Computational Fluid Dynamics
Neko
Neko is a portable framework for high-order spectral element flow simulations. Written in modern Fortran, Neko adopts an object-oriented approach, allowing multi-tier abstractions of the solver stack and facilitating various hardware backends ranging from general-purpose processors, CUDA and HIP enabled accelerators to SX-Aurora vector processors. Neko has its roots in the spectral element code Nek5000 from Chicago/ANL, from where many of the namings, code structure, and numerical methods are adopted.
A milestone in the development of Neko came in 2023 when the Neko team was nominated to be Gordon Bell Prize finalist: Neko was used for large-scale simulations to explore the ultimate regime of turbulent Rayleigh–Bénard convection. This work was possible thanks to the technical work done in the DEEP-SEA project.
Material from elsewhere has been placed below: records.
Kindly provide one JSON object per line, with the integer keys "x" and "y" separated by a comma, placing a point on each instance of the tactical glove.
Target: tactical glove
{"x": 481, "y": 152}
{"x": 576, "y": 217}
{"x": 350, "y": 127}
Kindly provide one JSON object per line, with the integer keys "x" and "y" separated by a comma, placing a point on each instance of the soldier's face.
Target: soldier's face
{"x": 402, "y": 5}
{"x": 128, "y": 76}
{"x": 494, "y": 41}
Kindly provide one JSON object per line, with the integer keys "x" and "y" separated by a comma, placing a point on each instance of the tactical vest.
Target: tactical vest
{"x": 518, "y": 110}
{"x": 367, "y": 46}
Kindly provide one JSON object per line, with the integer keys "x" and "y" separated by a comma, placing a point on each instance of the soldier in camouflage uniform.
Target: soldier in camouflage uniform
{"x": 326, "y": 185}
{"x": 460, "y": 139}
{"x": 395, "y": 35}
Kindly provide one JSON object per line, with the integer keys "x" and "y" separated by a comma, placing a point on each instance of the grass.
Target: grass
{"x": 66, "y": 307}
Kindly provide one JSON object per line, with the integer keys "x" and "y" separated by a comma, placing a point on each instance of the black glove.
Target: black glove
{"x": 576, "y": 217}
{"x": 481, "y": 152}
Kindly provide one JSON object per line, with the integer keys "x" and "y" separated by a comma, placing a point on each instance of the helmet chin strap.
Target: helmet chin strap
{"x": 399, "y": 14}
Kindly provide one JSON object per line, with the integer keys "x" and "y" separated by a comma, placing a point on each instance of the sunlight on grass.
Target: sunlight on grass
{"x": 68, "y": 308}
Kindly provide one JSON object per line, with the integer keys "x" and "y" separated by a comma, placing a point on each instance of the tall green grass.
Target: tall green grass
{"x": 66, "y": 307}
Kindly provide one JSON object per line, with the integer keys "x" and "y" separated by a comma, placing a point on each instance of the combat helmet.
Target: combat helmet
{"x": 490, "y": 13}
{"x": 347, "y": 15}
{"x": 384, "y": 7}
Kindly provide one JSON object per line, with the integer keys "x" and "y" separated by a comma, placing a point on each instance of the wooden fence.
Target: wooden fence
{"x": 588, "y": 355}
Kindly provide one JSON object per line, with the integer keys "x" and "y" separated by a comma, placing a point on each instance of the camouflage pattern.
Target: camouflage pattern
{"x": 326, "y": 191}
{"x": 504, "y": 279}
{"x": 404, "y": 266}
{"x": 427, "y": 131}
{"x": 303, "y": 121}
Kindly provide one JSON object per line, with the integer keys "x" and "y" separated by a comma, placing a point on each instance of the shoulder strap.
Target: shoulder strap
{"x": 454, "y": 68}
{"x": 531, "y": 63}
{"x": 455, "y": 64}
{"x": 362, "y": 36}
Computational Fluid Dynamics in the first DEEP project
AVBP is a parallel Computational Fluid Dynamic (CFD) code that studies the combustion process in gas turbines, targeting its optimisation, impacting stability and pollution reduction. The AVBP code has been ported to all major systems (SGI Altix ICE, CRAY XT4, IBM BlueGene/Q) with excellent performance. However, keeping a good level of scalability and performance on the upcoming HPC systems is challenging: CFD requires all computing cores to communicate frequently, and the physical models often require reduced variables (max/min/mean) over the complete computing partition.
In the DEEP project, CERFACS (the European Centre for Research and Advanced Training in Scientific Computation) aimed at improving AVBP’s scalability by taking advantage of the DEEP Cluster-Booster architecture. In order to do that, the bottlenecks caused by the original master/slave approach were removed as a first step. The next step was migrating from a pure MPI approach to a hybrid approach of MPI+OmpSs. The OmpSs model allows exposing additional parallelism, and by using the task-based model, it was possible to implement a version of the application that outperformed and outscaled the previous one. Loop refactoring and compiler hints gave an extra edge in performance, as now the vector units are used more efficiently. Lastly, the I/O operations have been offloaded, together with costly global reductions that hindered the scalability of the application, and that were then performed in an overlapped manner in the Cluster, while the simulation continued on the Booster.